Democratizing Big Data
As mentioned in the introduction of this book, Gartner and industry experts maintain there are far too few data scientists to meet the current demand, and those that are available are expensive. This sets the stage for the emergence of “citizen data scientists” leveraging powerful big data analytics tools. This trend is part of the larger movement many call “democratizing big data”—the enabling of more and more business users to quickly access the data they need to perform analyses and enterprise reporting of their own making, independent of IT.
However, for organizations to move closer towards true “self-service BI” their data must be freed from their traditional silos. Decision makers, influencers, and even observers need a unified view of such data, and getting that has traditionally involved a number of highly labor- and therefore cost-intensive processes. One potential solution that organizations have explored is dumping data into a single, large “data lake” that holds tidal volumes of raw big data in its native format until requested.
Leave the Data Where It Is:
A Case Study of Data Democratization in Action
To truly “democratize” data, it is essential to leave it where it naturally resides, such as in the Hadoop platform. Then the only thing what would be needed is an intelligent layer above these many and varied data types that can transparently integrate all the data. Ideally a visualization tool, this top-down “smart” layer will provide everyone what they need—namely, a unified view of all data regardless of its source.
The democratization of big data and the ensuing benefits is illustrated in a fast-growing marketing analytics technology provider to major brands. Acquired by Neustar in late 2015, MarketShare helps marketers make better decisions more rapidly, offering both decision analytics and prescriptive recommendations to help clients optimize marketing spending. At the heart of MarketShare’s value proposition are data-driven recommendations leveraging big data analysis.
After moving from MySQL to Hadoop, Neustar soon realized it wanted to provide dynamic rather than predefined reporting capabilities supplied by tools that more of their business analysts could leverage. For MarketShare, the set of “small data” tools it was using just didn’t work on big data. It would take MarketShare a full day and a half to develop customer-specific data sets then transform and load them into an Oracle database. Analysts then had to manually produce one-off reports, and then embed them into a cloud application for analysis—another day and a half process.
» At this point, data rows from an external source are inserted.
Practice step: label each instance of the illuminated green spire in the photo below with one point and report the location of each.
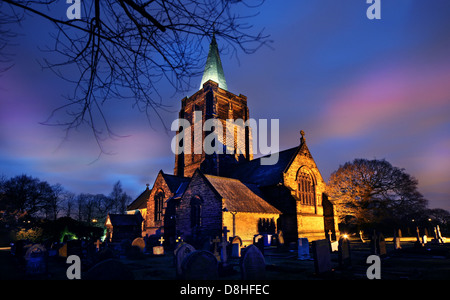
(213, 68)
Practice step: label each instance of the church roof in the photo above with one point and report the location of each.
(141, 200)
(174, 182)
(240, 197)
(265, 175)
(213, 68)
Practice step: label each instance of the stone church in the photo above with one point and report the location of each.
(210, 191)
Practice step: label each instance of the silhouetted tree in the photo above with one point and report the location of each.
(123, 48)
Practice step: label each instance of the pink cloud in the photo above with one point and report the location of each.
(385, 97)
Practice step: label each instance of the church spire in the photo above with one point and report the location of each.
(213, 68)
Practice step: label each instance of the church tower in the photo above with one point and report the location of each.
(213, 101)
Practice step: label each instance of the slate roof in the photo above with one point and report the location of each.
(141, 200)
(213, 68)
(240, 197)
(174, 182)
(125, 220)
(264, 175)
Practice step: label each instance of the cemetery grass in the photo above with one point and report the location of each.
(427, 263)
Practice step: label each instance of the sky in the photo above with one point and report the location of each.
(359, 88)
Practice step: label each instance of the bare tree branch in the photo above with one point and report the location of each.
(122, 49)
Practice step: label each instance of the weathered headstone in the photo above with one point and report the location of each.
(280, 238)
(303, 249)
(140, 243)
(397, 243)
(215, 242)
(199, 265)
(158, 250)
(36, 260)
(236, 244)
(109, 269)
(418, 242)
(344, 253)
(334, 246)
(224, 243)
(235, 250)
(322, 256)
(424, 239)
(253, 265)
(361, 237)
(396, 240)
(374, 247)
(258, 241)
(180, 254)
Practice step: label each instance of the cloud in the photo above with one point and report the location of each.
(386, 98)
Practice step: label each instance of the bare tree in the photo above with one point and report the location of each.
(372, 190)
(123, 48)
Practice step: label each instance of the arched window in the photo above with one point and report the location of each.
(159, 203)
(196, 210)
(306, 188)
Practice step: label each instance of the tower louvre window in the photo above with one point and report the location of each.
(306, 189)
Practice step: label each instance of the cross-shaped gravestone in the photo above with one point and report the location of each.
(330, 233)
(97, 245)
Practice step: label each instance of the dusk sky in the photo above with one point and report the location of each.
(359, 88)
The result was static, predefined reports instead of the highly dynamic type of reporting MarketShare wanted and needed.
The solution was a native visual analytics and BI platform for big data, which gave business analysts the ability to drill down into the raw data details on individual customer interactions. Overall, this solution eliminated labor- and time-consuming data extraction and data movement, allowing analysts to point directly to data stored in highly elastic cloud platforms like Amazon S3 for very fast ad-hoc visualizations. Business analysts now could create sophisticated reports on the fly by simply selecting client-specific parameters. This is vastly different from what MarketShare did previously when analysts waited and waited for data to be moved into the relational DBMS. As a result, reporting time and effort has been slashed from two full-time equivalents for three days all the way down to one full-time equivalent for a half-day.
Democratization To-Do List
The MarketShare experience also outlines the value proposition of an analytics-as-a-service solution, which can deliver very timely, relevant and insightful big data analytics but without the heavy costs of investing up front in infrastructure. Essentially all that is needed is big data— something most all organizations have plenty of.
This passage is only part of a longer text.